Often, the societal value of scientific “what if?” models is that we might want to change the “if.” If you calculate how soon your bank account will hit zero if you buy a new pair of pants every day, it might lead to a change in your overly ambitious wardrobe procurement plan. That’s why you crunched the numbers in the first place.

Yet complaints about “exaggerating models” are sadly predictable. All that fuss about a hole in the ozone layer, and it turns out it stopped growing! (Because we banned production of the pollutants responsible.) Acid rain was supposed to be some catastrophe, but I haven’t heard about it in years! (Because we required pollution controls on sulfur-emitting smokestacks.) The worst-case climate change scenario used to be over 4°C warming by 2100, and now they’re projecting closer to 3°C! (Because we’ve taken halting steps to reduce emissions.)

These complaints seem to view models as crystal balls or psychic visions of a future event. But they’re not. Models just take a scenario or hypothesis you’re interested in and “compute the consequences of the guess.” The result can be used to further the scientific understanding of how things work or to inform important decisions.

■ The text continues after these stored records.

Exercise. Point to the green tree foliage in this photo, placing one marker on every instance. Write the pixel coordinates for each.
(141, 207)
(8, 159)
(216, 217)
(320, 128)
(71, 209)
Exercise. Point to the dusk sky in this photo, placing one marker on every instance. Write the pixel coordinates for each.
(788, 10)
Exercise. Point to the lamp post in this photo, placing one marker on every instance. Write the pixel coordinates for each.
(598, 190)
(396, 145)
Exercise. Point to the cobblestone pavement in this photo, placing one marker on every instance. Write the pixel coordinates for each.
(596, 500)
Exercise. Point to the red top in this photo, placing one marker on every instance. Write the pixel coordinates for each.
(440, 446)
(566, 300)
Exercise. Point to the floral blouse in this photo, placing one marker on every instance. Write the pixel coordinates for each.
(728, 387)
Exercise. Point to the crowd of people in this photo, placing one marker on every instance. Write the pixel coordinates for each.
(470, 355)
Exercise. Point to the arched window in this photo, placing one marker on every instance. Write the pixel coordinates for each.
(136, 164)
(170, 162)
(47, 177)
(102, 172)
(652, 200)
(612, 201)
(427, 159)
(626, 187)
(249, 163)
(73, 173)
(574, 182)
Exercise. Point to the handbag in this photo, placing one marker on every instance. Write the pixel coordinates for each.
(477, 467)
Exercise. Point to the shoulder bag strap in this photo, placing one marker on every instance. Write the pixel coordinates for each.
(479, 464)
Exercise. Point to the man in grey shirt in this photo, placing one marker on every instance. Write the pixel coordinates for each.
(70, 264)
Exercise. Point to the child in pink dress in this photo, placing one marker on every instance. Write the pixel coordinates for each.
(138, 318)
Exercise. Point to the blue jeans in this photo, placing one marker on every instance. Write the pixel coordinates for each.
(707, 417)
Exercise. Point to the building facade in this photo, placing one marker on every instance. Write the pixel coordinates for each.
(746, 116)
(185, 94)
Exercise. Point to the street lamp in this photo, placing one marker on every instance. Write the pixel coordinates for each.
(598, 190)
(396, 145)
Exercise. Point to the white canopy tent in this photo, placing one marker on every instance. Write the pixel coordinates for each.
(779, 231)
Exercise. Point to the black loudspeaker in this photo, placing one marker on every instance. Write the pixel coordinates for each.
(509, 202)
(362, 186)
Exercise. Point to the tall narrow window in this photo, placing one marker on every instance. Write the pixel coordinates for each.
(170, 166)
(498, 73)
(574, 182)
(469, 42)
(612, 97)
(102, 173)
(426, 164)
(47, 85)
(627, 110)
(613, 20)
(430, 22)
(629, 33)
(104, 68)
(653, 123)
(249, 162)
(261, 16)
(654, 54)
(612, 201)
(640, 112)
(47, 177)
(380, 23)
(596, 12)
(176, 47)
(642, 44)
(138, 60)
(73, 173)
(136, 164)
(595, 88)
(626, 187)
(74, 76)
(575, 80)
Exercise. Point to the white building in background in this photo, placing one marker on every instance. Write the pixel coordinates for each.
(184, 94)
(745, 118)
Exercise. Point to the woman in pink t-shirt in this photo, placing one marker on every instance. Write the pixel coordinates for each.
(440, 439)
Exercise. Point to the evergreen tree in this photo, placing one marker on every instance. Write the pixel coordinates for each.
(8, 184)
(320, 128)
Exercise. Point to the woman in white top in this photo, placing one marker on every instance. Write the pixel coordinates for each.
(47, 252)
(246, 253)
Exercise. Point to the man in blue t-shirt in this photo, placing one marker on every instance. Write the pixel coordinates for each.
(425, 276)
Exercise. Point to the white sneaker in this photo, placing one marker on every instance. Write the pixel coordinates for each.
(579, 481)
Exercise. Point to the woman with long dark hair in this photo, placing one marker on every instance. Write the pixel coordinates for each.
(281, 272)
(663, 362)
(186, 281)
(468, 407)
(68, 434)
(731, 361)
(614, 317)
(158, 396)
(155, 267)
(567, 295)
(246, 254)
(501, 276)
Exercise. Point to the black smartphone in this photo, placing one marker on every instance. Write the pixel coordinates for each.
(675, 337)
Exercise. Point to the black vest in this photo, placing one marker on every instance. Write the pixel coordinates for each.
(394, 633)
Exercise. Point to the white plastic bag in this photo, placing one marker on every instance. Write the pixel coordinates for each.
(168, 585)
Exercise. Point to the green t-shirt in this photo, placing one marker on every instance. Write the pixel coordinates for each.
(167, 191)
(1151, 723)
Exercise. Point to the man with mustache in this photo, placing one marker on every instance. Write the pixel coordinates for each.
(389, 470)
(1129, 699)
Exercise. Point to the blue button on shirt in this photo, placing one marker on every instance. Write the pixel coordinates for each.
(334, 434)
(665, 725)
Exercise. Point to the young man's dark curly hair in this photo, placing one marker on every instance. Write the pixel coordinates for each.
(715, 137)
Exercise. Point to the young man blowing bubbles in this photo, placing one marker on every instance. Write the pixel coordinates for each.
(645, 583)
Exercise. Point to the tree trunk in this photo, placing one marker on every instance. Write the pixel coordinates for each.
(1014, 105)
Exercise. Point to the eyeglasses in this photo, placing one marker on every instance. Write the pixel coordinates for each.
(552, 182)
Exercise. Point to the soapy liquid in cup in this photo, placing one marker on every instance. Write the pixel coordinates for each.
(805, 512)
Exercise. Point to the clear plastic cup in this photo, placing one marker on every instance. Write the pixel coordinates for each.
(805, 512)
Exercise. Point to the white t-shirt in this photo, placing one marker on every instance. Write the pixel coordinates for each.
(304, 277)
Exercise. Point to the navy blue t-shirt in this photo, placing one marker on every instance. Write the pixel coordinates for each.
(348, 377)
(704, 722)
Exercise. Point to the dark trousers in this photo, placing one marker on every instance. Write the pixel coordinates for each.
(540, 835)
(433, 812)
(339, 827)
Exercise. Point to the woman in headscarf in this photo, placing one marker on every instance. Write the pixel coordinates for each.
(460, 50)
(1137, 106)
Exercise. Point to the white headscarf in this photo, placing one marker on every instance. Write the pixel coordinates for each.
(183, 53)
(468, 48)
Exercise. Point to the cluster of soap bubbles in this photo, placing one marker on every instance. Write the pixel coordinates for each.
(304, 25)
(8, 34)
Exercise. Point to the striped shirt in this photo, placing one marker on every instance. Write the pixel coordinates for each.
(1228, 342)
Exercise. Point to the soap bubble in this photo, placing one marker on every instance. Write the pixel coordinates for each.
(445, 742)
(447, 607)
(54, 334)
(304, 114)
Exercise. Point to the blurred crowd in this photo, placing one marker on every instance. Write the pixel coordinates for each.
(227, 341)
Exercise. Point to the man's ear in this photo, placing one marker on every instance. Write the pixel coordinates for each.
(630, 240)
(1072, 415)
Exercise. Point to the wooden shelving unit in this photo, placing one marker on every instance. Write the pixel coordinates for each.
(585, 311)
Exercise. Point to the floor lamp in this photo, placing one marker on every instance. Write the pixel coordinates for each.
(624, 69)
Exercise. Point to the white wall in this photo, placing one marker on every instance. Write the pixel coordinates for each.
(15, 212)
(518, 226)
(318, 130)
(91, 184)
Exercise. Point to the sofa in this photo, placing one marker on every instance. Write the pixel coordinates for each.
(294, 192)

What, after all, is the alternative? Could science spurn models in favor of some other method? Imagine what would happen if NASA eyeballed Mars in a telescope, pointed the rocket, pushed the launch button, and hoped for the best. Or perhaps humanity could base its response to climate change on someone who waves their hands at the atmosphere and says, “I don’t know, 600 parts per million of carbon dioxide doesn’t sound like much.”

Obviously these aren’t alternatives that any reasonable individual should be seriously considering.

The spread of COVID-19 is an incredibly complex process and difficult to predict. It depends on some things that are well studied (like how pathogens can spread between people), some that are partly understood (like the characteristics of the SARS-CoV-2 virus and its lethality), and some that are unknowable (like the precise movements and actions of every single American). And it has to be simulated at fairly fine scale around the country if we want to understand the ability of hospitals to meet the local demand for care.

Without computer models, we’d be reduced to back-of-the-envelope spit-balling – and even that would require conceptual and mathematical models for individual variables. The reality is that big science requires big models. Those who pretend otherwise aren’t defending some “pure” scientific method. They just don’t understand science.

We can’t strip science of models any more than we can strip it of knowledge.